The Chalet School in the Oberland (by Elinor M Brent-Dyer)

I was feeling tired and lacking energy, suffering from a nasty cold. So I wanted something ultra-light and comforting to read. What better than something by Elinor M Brent-Dyer, author of the lengthy Chalet School series which I am - very gradually, interspersed with many other books - re-reading.

Last time I read 'The Chalet School in the Oberland' was in 2000, so twelve years ago. That means that I'd pretty much forgotten everything about it, other than that it described the first term of the new 'finishing school' sixth-form branch of the Chalet School which had just been opened in Switzerland. It's best read right after 'Shocks for the Chalet School', but chronologically speaking it takes place over exactly the same time period.
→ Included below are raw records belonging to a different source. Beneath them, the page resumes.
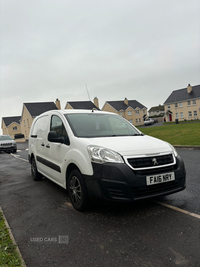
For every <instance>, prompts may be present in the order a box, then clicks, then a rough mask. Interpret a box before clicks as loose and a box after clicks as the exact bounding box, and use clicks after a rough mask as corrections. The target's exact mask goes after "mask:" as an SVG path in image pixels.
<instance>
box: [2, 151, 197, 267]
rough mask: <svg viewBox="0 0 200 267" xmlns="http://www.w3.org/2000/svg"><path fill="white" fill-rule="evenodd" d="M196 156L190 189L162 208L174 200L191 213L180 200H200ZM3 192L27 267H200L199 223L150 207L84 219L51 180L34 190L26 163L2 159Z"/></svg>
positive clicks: (170, 213)
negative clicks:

A mixture of 38 girls from various schools begin the term together at the Oberland branch, headed by Miss Wilson - previously co-head of the main Chalet School - and including one or two other familiar people from earlier in the series. Nobody knows quite what to expect as girls of 16-18 from a variety of backgrounds start to mix together in a brand new environment.

Gradually the girls learn to work together, and the initial cliques become a bit fuzzier.  There are some old favourite characters, including Peggy Bettany who goes through a very difficult period when her beloved mother is very ill  Some of the 'new' folk struggle with the Chalet School ethos; in particular, a girl called Elma gets into some trouble. Brent-Dyer's personal ethics come through quite strongly, in a way that would probably seem very dated and moralistic to many of today's teenagers.

Still, I always enjoy these favourites from my own teenage years. This particular book is a little different from some of the others, with a pantomime rather than the usual Nativity play or summer fair at the end.

It was a good choice for a book that didn't require much effort, and made enjoyable fluffy reading.

Not currently in print, and often pricey second-hand; however this can sometimes be found inexpensively in UK charity shops.